The issue of concurrent use of ASMs and DOACs remains controversial, and this is reflected in the great degree of inconsistencies in the inclusion and reported severity of interactions between those two medication classes in international drug compendia. ¹⁴ Prior studies have reported an elevated risk of recurrent thromboembolism with EI-ASMs,^4,6,7 increased odds of hemorrhage,^5,8 or no association.^9-11 This ambiguity may stem from the methodological heterogeneity of the aforementioned literature (often limited sample size, predominantly retrospective nature, frequent misclassification risk, inappropriate selection of reference group resulting in selection bias, inadequate adjustment for confounders and reverse causality). The current study ¹³ attempted to address many of these limitations and suggested a favorable profile of EI-ASMs with regard to the bleeding risk, without compromising the risk of recurrent thromboembolism. While the former appears biologically plausible, it somehow contradicts the latter. Perhaps, there is indeed a “sweet spot,” where a reduction in PCs of DOACs is sufficient to reduce the risk of bleeds, but insufficient to induce the risk of clots; yet, without drug levels information to back this up, this remains conjectural.

This controversy notwithstanding, one should not lose sight of the big picture. Despite their undisputed advantages over vitamin K antagonists, DOACs require stricter compliance given their shorter half-lives, lack in many cases readily available reversal agents, and due to the absence of standardized laboratory monitoring, they result in fewer patient-clinician interactions. ¹ PWE on DOACs are typically elderly and frail with a multitude of additional comorbidities (eg, vascular risk factors, cognitive and balance issues, etc) and medications on board. Thus, unless otherwise necessary, the use of EI-ASMs may not be ideal for them in the first place, from a metabolic, cardiac, and other DDI standpoint. These patients require personalized assessment of their thromboembolic (eg, CHA₂DS₂-VASC score)* and their bleeding (eg, HAS-BLED score)** risk,^1,10 their cognition, balance and body mass index, their adherence, DOACs and ASMs potential adverse effects and DDIs. ¹ They need more frequent laboratory monitoring of complete blood count, serum creatinine and liver function tests, and, at times, PCs (for both DOACs and ASMs).^1,2 A careful start-up and follow-up scheme of managing those two medication classes and dealing with potential challenges (eg, signs of inefficacy or toxicity, need for medical or surgical interventions, etc) is required through collaboration between the stroke expert and the epileptologist, who tend to be the same individual in many parts of the world.

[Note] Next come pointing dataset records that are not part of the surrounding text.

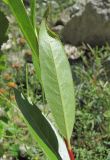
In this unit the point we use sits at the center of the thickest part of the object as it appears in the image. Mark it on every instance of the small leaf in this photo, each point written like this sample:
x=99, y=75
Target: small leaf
x=57, y=81
x=40, y=127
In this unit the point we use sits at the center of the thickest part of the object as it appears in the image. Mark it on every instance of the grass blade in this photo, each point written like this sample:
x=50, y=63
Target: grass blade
x=40, y=127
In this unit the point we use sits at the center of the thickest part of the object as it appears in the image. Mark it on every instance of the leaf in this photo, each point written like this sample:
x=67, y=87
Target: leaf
x=3, y=28
x=27, y=29
x=33, y=12
x=57, y=81
x=40, y=127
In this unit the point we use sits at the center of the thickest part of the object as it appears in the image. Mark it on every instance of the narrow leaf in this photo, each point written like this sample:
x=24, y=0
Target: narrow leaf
x=3, y=28
x=57, y=81
x=26, y=27
x=33, y=12
x=40, y=127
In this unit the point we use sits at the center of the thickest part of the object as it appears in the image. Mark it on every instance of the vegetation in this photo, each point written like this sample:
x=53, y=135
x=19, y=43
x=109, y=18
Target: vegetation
x=91, y=135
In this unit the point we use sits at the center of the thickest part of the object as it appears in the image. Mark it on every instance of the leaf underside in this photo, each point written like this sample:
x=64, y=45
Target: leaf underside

To sum up, DOACs have catalyzed significant practice changes in the therapeutic landscape of thromboembolism. The delicate balance between clotting and bleeding is cast by a fear of the “dark” in PWE who require concomitant use of ASMs, particularly those with EI properties. Until carefully designed, prospective, controlled, multicenter studies are conducted and widely accepted guidelines become available, physicians need to rely on the available data from experimental and observational studies, on their clinical judgment and close, individualized patient monitoring to shed some light and alleviate that fear.

* The acronym CHA₂DS₂-VASc stands for congestive heart failure, hypertension, age ≥75 (doubled), diabetes, stroke (doubled), vascular disease, age 65 to 74 and sex category (female).

** The acronym HAS-BLED stands for Hypertension, Abnormal liver/renal function, Stroke history, Bleeding history or predisposition, Labile INR, Elderly, Drug/alcohol usage.